Tuesday, August 10, 2010

Goths on Safari: Day two

Received our wake-up call at 6.30pm this morning but the husband was suffering from the start of one of his infamous migraines again, so I abandoned him, had breakfast and joined the early morning game drive and an exciting but fruitless hunt for the lions, who'd decided to go to ground in a river bed.

And wow, what a morning, a rare spittling of rain pin-pricking my face as it can only in the Karoo, the mist shrouding the koppies and making everything mysterious. A good catch was the pale chanting goshawk, a raptor that appears to be very much in evidence here.

All I saw of Harry the hippo was a bit of his snoot and twitchy ears as he regarded us from his pond. No showing off for the vehicle today. But we did see elephant, a whole herd of them, which was a good sighting as they demolished the acacia thickets. As well as the three-month old baby ellie who gambolled a bit.

Enjoyed views across the valley with hot chocolate and very nommy home-baked biscuits before we made serious inroads hunting the lion. You'd think finding white lions is a fairly easy business since they're white. Well, more off-white, really. They're just tawny sans the pigment in the fur and they do a bloody good job blending in with the vegetation.

Back at the lodge to collect Thomas, we were then whisked off by Trevor to view the other accommodation offerings, which includes Gondwana, which is the more relaxed family lodge and Tilney, which has a more colonial air to it. Very pretty overlooking the Warmwaterberg but I must admit, I'm totally sold on Dwyka's tents.

Sighting of this drive: African wild cat at Tilney. I've never seen one in the wild so this was a first for me.

On the way back along the dry river bed, Trevor stopped so that Thomas and I could see one of the rock art sites. This area is not as rich in paintings as the Cederberg but a casual search on the ground provided me with numerous artifacts (which I left behind like a good little archaeologically conscious individual). I was particularly blown away by the profusion of Aloe mitriformis and Thomas made a good spotting of a type of Haworthia clump in a crevasse.

Next sighting: A herd of ten kudu right by the side of the road. Magnificent!

No sooner had we eaten a divine lunch (springbok carpaccio; potato with blue cheese dressing and skinny fries) washed down once again with La Motte Sauvignon Blanc, we were off again, this time on Trevor's next trip out to hunt lions.

Yes, we saw the white rhinos are called here but we drove right into a journey of about 13 giraffe, who regarded us with great interest while we watched them browse.

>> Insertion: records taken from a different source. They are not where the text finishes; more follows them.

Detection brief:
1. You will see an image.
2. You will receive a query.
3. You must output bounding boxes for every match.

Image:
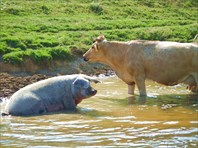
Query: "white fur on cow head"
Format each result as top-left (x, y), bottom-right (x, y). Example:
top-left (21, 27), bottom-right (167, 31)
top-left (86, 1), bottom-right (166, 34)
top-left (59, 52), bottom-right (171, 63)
top-left (83, 35), bottom-right (106, 62)
top-left (94, 35), bottom-right (106, 43)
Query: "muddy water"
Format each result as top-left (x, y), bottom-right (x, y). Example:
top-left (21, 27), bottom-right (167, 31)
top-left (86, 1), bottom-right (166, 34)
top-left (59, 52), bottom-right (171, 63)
top-left (0, 77), bottom-right (198, 148)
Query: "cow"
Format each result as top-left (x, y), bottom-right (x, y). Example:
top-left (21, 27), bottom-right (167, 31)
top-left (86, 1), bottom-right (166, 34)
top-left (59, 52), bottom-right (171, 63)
top-left (3, 74), bottom-right (99, 116)
top-left (83, 35), bottom-right (198, 96)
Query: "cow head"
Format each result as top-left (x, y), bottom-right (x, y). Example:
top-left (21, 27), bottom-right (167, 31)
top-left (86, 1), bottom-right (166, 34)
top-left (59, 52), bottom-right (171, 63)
top-left (83, 35), bottom-right (106, 62)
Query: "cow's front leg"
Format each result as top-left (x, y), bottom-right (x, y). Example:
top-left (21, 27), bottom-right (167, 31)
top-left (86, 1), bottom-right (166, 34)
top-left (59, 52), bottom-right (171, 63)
top-left (128, 83), bottom-right (135, 95)
top-left (135, 74), bottom-right (146, 97)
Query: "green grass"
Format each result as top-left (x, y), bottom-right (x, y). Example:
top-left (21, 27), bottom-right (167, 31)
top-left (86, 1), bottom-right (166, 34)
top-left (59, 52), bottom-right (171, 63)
top-left (0, 0), bottom-right (198, 64)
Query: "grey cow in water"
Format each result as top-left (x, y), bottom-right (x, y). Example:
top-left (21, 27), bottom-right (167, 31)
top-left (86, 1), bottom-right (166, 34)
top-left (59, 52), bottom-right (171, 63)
top-left (4, 74), bottom-right (99, 116)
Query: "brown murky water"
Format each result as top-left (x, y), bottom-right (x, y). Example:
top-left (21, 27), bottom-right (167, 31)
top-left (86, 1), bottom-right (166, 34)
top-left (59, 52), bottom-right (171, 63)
top-left (0, 77), bottom-right (198, 148)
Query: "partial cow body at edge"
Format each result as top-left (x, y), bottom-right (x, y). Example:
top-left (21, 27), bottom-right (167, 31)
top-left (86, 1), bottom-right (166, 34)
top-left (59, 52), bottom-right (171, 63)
top-left (83, 36), bottom-right (198, 96)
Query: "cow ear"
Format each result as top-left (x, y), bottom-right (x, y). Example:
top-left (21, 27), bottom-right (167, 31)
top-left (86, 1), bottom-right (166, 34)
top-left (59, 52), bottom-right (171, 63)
top-left (95, 35), bottom-right (105, 43)
top-left (72, 77), bottom-right (89, 89)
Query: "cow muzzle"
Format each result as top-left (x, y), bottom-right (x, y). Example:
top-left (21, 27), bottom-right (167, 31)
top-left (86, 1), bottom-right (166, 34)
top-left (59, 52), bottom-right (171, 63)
top-left (88, 88), bottom-right (97, 96)
top-left (83, 55), bottom-right (89, 62)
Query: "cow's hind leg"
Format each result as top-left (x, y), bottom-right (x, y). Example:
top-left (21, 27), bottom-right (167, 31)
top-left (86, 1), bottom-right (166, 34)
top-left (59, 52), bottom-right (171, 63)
top-left (128, 83), bottom-right (135, 95)
top-left (135, 74), bottom-right (146, 97)
top-left (191, 72), bottom-right (198, 93)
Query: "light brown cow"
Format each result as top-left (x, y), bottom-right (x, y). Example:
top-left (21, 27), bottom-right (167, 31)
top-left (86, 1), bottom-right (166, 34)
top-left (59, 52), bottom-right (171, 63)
top-left (83, 36), bottom-right (198, 96)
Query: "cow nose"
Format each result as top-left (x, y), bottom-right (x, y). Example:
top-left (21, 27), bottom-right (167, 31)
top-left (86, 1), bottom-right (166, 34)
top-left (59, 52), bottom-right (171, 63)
top-left (83, 56), bottom-right (88, 62)
top-left (90, 88), bottom-right (97, 96)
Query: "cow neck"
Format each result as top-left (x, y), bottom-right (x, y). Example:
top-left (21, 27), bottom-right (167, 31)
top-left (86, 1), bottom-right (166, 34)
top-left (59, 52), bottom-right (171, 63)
top-left (103, 42), bottom-right (127, 71)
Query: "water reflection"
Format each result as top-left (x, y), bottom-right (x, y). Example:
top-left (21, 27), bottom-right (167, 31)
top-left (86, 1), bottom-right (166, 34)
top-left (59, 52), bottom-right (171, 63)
top-left (0, 77), bottom-right (198, 148)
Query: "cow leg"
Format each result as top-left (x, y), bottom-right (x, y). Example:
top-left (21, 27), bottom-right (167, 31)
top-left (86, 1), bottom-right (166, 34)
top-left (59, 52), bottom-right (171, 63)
top-left (192, 73), bottom-right (198, 92)
top-left (135, 74), bottom-right (146, 97)
top-left (128, 83), bottom-right (135, 95)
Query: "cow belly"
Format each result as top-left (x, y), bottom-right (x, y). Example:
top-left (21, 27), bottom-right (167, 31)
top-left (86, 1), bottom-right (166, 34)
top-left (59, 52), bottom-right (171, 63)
top-left (146, 67), bottom-right (196, 85)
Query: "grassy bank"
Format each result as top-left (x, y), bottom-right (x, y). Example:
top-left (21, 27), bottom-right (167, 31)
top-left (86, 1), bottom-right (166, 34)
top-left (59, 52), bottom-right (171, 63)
top-left (0, 0), bottom-right (198, 64)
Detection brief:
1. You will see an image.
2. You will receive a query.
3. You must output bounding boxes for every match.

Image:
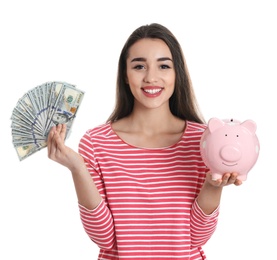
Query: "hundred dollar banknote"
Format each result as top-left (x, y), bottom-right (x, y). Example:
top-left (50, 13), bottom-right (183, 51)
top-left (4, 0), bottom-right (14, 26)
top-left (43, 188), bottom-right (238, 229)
top-left (11, 81), bottom-right (84, 161)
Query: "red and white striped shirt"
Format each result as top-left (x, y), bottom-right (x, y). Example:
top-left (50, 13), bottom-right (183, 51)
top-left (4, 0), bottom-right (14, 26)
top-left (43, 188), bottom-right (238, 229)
top-left (79, 122), bottom-right (219, 260)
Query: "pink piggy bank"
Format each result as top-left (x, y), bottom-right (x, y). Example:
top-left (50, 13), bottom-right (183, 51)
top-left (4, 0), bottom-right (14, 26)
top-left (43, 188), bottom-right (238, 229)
top-left (200, 118), bottom-right (260, 181)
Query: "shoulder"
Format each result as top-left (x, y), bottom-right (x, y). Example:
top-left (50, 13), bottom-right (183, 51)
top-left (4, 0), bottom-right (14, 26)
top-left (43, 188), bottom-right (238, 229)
top-left (184, 121), bottom-right (207, 138)
top-left (81, 123), bottom-right (113, 141)
top-left (186, 121), bottom-right (207, 132)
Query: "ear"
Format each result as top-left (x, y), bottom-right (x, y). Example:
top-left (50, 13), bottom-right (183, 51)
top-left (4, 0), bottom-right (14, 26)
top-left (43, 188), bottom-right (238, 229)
top-left (241, 120), bottom-right (257, 134)
top-left (208, 117), bottom-right (225, 133)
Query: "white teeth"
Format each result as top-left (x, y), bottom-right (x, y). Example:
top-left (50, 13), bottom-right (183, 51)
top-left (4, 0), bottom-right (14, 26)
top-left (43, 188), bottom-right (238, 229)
top-left (144, 88), bottom-right (161, 94)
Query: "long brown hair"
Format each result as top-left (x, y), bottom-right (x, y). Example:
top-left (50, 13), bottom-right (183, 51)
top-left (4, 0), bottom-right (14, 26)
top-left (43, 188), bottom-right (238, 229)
top-left (107, 23), bottom-right (205, 123)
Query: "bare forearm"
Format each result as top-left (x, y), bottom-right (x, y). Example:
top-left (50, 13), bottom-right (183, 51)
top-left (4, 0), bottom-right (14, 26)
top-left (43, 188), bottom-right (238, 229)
top-left (197, 181), bottom-right (222, 215)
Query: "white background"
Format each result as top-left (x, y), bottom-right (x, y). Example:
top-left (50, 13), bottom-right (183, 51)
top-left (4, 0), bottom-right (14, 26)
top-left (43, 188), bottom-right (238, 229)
top-left (0, 0), bottom-right (277, 260)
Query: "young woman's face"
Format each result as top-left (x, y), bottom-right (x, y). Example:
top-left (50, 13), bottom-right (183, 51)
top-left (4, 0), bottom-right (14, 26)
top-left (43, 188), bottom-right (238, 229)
top-left (127, 39), bottom-right (175, 108)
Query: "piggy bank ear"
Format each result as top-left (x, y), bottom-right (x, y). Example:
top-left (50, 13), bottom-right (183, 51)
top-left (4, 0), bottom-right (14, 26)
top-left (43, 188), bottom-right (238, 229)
top-left (208, 117), bottom-right (225, 133)
top-left (241, 120), bottom-right (257, 134)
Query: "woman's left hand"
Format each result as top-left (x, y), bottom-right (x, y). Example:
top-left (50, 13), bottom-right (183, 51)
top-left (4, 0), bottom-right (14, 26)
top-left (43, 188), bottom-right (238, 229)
top-left (206, 172), bottom-right (242, 187)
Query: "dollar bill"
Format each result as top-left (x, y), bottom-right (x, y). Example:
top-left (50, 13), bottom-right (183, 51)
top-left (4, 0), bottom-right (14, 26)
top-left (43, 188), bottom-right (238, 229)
top-left (11, 81), bottom-right (85, 161)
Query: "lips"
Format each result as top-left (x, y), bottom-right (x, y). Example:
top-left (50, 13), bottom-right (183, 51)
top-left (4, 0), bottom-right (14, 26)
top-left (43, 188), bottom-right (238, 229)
top-left (222, 162), bottom-right (237, 167)
top-left (142, 86), bottom-right (163, 97)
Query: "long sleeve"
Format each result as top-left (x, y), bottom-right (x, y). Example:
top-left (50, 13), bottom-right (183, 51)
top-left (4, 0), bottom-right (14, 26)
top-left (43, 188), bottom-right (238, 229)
top-left (79, 200), bottom-right (115, 249)
top-left (79, 128), bottom-right (115, 249)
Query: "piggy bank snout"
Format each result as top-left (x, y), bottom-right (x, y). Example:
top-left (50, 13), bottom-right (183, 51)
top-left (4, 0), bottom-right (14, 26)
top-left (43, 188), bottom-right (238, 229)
top-left (220, 145), bottom-right (242, 162)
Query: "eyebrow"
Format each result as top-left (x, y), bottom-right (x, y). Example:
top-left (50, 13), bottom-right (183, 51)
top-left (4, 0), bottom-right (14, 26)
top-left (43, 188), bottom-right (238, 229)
top-left (131, 57), bottom-right (172, 62)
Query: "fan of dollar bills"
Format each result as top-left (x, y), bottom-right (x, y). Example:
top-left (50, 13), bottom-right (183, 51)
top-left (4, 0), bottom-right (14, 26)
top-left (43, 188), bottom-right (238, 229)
top-left (11, 81), bottom-right (84, 161)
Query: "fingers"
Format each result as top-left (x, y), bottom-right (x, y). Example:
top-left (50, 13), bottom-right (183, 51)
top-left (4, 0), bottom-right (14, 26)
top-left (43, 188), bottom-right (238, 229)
top-left (207, 172), bottom-right (242, 187)
top-left (47, 124), bottom-right (66, 159)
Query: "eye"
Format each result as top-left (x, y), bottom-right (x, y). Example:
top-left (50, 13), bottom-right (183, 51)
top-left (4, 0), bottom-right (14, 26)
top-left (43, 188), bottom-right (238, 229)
top-left (160, 64), bottom-right (170, 69)
top-left (134, 65), bottom-right (144, 70)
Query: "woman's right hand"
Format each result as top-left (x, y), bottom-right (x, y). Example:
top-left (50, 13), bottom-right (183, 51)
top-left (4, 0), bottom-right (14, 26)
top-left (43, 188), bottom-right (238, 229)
top-left (47, 124), bottom-right (84, 172)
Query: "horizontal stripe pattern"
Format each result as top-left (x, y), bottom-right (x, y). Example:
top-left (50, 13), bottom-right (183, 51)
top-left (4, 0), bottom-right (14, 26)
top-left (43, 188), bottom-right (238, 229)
top-left (79, 122), bottom-right (219, 260)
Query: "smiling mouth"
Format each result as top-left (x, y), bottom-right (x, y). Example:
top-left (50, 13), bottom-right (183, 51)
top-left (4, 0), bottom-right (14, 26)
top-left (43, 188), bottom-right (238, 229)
top-left (222, 162), bottom-right (238, 167)
top-left (142, 88), bottom-right (163, 94)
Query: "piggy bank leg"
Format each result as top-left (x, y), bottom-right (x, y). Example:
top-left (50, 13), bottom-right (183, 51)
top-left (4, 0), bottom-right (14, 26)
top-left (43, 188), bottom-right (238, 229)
top-left (212, 173), bottom-right (222, 181)
top-left (237, 174), bottom-right (247, 181)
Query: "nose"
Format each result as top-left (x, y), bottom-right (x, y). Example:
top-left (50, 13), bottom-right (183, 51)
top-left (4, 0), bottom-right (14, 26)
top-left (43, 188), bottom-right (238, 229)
top-left (144, 68), bottom-right (158, 83)
top-left (220, 145), bottom-right (241, 162)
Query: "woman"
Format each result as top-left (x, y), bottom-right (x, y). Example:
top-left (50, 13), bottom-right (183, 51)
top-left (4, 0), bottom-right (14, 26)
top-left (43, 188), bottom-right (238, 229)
top-left (48, 24), bottom-right (241, 260)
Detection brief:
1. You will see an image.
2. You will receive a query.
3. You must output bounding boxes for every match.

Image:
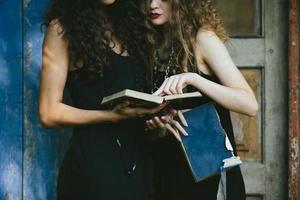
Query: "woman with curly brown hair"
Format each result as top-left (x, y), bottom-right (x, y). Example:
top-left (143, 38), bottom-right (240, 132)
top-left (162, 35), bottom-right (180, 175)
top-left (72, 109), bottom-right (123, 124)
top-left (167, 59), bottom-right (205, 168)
top-left (39, 0), bottom-right (164, 200)
top-left (146, 0), bottom-right (258, 200)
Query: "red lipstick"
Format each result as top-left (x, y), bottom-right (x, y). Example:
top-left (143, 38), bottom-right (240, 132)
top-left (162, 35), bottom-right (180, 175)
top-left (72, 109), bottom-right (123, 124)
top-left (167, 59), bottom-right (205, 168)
top-left (149, 13), bottom-right (161, 19)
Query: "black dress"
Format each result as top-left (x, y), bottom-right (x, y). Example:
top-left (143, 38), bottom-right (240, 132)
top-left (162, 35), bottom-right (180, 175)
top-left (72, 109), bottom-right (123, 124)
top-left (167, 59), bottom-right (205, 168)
top-left (152, 72), bottom-right (246, 200)
top-left (57, 52), bottom-right (148, 200)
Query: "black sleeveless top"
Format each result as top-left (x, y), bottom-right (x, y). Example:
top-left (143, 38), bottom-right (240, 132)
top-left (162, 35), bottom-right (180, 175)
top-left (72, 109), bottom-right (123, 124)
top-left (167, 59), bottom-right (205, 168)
top-left (58, 51), bottom-right (152, 200)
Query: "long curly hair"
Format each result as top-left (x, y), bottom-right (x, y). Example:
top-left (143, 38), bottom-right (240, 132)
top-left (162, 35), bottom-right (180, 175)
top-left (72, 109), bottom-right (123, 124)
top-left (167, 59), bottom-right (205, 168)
top-left (143, 0), bottom-right (229, 73)
top-left (44, 0), bottom-right (148, 79)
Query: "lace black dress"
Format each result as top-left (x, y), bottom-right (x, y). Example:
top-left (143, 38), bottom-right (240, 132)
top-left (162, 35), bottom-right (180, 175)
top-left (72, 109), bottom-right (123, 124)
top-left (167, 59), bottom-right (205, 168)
top-left (57, 52), bottom-right (152, 200)
top-left (152, 71), bottom-right (246, 200)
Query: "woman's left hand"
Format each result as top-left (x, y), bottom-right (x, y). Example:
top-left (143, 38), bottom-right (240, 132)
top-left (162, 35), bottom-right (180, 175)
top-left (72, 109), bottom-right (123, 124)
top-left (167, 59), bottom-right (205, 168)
top-left (146, 108), bottom-right (188, 141)
top-left (153, 72), bottom-right (198, 96)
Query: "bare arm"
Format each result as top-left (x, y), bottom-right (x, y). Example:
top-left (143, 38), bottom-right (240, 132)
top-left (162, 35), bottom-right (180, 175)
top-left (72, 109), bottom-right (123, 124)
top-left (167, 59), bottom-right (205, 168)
top-left (192, 31), bottom-right (258, 116)
top-left (155, 31), bottom-right (258, 116)
top-left (39, 23), bottom-right (162, 127)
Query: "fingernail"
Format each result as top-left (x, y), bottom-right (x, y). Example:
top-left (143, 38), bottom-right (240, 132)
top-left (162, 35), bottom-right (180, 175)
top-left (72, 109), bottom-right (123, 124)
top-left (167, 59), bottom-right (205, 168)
top-left (183, 131), bottom-right (189, 136)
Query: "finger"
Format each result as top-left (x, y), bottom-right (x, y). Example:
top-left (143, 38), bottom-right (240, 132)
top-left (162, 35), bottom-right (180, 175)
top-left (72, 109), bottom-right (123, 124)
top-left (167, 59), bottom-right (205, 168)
top-left (171, 120), bottom-right (189, 136)
top-left (176, 77), bottom-right (184, 94)
top-left (154, 117), bottom-right (165, 128)
top-left (120, 101), bottom-right (130, 108)
top-left (150, 102), bottom-right (168, 114)
top-left (163, 77), bottom-right (174, 95)
top-left (146, 120), bottom-right (153, 130)
top-left (149, 119), bottom-right (157, 129)
top-left (153, 79), bottom-right (168, 95)
top-left (177, 110), bottom-right (189, 127)
top-left (161, 115), bottom-right (172, 124)
top-left (166, 124), bottom-right (182, 142)
top-left (169, 76), bottom-right (180, 94)
top-left (169, 108), bottom-right (178, 116)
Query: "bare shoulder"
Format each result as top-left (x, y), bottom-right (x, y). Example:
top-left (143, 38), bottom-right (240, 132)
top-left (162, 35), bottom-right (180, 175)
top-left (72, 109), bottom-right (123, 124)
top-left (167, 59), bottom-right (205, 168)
top-left (48, 18), bottom-right (64, 36)
top-left (196, 28), bottom-right (224, 49)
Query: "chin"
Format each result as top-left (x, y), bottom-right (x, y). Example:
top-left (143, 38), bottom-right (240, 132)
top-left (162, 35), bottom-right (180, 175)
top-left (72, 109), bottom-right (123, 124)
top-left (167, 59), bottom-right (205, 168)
top-left (150, 19), bottom-right (167, 26)
top-left (100, 0), bottom-right (116, 5)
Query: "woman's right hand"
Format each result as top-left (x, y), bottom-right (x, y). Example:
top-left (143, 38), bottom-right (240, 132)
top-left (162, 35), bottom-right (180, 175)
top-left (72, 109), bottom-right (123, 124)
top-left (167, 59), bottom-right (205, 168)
top-left (112, 101), bottom-right (167, 121)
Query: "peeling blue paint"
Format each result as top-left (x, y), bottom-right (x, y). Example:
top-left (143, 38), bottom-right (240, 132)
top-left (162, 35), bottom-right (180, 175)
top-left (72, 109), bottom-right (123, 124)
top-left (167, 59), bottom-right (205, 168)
top-left (0, 0), bottom-right (22, 200)
top-left (0, 0), bottom-right (69, 200)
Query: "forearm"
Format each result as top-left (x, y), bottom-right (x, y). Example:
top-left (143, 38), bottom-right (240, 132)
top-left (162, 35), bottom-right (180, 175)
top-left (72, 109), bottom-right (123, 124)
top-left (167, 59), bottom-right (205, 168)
top-left (191, 75), bottom-right (258, 116)
top-left (40, 103), bottom-right (120, 127)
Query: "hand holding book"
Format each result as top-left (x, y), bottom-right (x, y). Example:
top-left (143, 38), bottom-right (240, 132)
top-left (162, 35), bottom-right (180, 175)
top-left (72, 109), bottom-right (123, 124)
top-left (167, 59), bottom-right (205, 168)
top-left (146, 107), bottom-right (188, 142)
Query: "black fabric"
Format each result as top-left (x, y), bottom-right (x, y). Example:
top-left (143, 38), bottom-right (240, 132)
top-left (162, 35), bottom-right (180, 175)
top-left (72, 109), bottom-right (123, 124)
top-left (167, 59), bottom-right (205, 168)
top-left (152, 72), bottom-right (246, 200)
top-left (57, 53), bottom-right (148, 200)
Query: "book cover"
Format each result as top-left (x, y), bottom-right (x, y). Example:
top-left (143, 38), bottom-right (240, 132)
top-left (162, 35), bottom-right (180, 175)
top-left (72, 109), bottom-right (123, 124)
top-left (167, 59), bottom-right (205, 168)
top-left (101, 89), bottom-right (202, 109)
top-left (180, 102), bottom-right (242, 182)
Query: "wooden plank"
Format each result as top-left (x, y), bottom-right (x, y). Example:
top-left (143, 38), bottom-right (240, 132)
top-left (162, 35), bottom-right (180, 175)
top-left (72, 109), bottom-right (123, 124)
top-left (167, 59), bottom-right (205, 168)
top-left (0, 0), bottom-right (22, 200)
top-left (226, 38), bottom-right (265, 68)
top-left (23, 0), bottom-right (70, 200)
top-left (288, 0), bottom-right (300, 200)
top-left (231, 68), bottom-right (263, 162)
top-left (263, 0), bottom-right (288, 200)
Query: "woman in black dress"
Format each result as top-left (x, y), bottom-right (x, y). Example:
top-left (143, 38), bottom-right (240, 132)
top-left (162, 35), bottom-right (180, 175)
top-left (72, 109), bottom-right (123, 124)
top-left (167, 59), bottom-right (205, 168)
top-left (39, 0), bottom-right (164, 200)
top-left (146, 0), bottom-right (258, 200)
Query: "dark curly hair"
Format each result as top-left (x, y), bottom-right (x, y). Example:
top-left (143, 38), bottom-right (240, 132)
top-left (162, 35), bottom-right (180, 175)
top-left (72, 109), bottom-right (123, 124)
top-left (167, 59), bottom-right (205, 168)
top-left (143, 0), bottom-right (229, 73)
top-left (44, 0), bottom-right (147, 79)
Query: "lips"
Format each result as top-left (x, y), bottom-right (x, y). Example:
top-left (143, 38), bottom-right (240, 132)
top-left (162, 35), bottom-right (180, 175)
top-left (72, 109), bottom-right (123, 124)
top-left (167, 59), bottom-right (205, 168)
top-left (149, 13), bottom-right (161, 19)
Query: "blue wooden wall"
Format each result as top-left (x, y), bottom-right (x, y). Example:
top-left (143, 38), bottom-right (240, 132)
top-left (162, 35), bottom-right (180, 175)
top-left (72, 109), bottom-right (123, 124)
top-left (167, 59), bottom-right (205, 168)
top-left (0, 0), bottom-right (69, 200)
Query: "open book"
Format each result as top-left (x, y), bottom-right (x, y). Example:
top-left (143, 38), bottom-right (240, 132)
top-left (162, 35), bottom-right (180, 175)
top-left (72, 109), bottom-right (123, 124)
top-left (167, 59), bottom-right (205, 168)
top-left (101, 89), bottom-right (202, 109)
top-left (180, 102), bottom-right (242, 182)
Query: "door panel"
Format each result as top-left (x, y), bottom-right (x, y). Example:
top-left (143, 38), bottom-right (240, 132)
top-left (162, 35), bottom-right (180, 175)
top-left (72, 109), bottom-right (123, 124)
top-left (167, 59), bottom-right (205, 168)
top-left (216, 0), bottom-right (288, 200)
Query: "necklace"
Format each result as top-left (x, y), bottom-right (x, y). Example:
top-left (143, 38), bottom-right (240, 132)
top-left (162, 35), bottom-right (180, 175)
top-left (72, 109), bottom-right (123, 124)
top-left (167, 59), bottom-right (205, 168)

Then, off hunting lion and, this time we got to see the male white lion's rump as he lounged under a bush. He lay there and lay there doing absolutely nothing with Trevor assuring us the others weren't far away. Of course, when lions don't want to be found, there's not much you can do about it and you're certainly not going to climb out of the Landy to go look for them.

Enter Mr Jackal, who'd figured out the lions were lounging about due to having made a kill earlier during the day. Mr Jackal has never been one to work too hard for food when freebies are on offer, so he ghosted about Mr White Lion's spot until the big cat decided he'd had enough of this nonsense and bestirred himself to chase the canid... for a short while.

Then he got bored and lay down again.

Eventually we figured out nothing else very exciting would happen so it was off to the lookout point where I enjoyed an Allesverloren (all is lost) port while schnacking on almonds and cashews, taking in the big dry river bed and hills. We watched a large flock of springbok graze against the wind and generally just appreciated the space.

The Karoo is not the bushveld. You're not going to find the ginormous teeming herds you'll encounter farther north in Kruger, but it has a beauty all of its own. I am a Karoo baby. Half my family originates from this area, so I guess the land is in my blood and bones, and I'm at home here.

As far as lodges go, Dwyka is one I WILL return to. It has that rare blend of five-star luxury but chilled-out hominess that doesn't leave me on edge. Some establishments you enter and immediately worry about smudging the furniture. Not so here, and the staff are friendly but not invisible. They're people who fast become friends within the 48 hours of a visit.

So, my verdict: if you can spend time at Sanbona and want to really feel like you've escaped the city and all the madness, the Dwyka Tented Lodge hits the mark. My only regret: that I didn't sit still long enough to really steep in the Karoo stillness, but I'm walking away with a genuine Karoo wilderness experience garnished with the kind of hospitality this area is legendary for.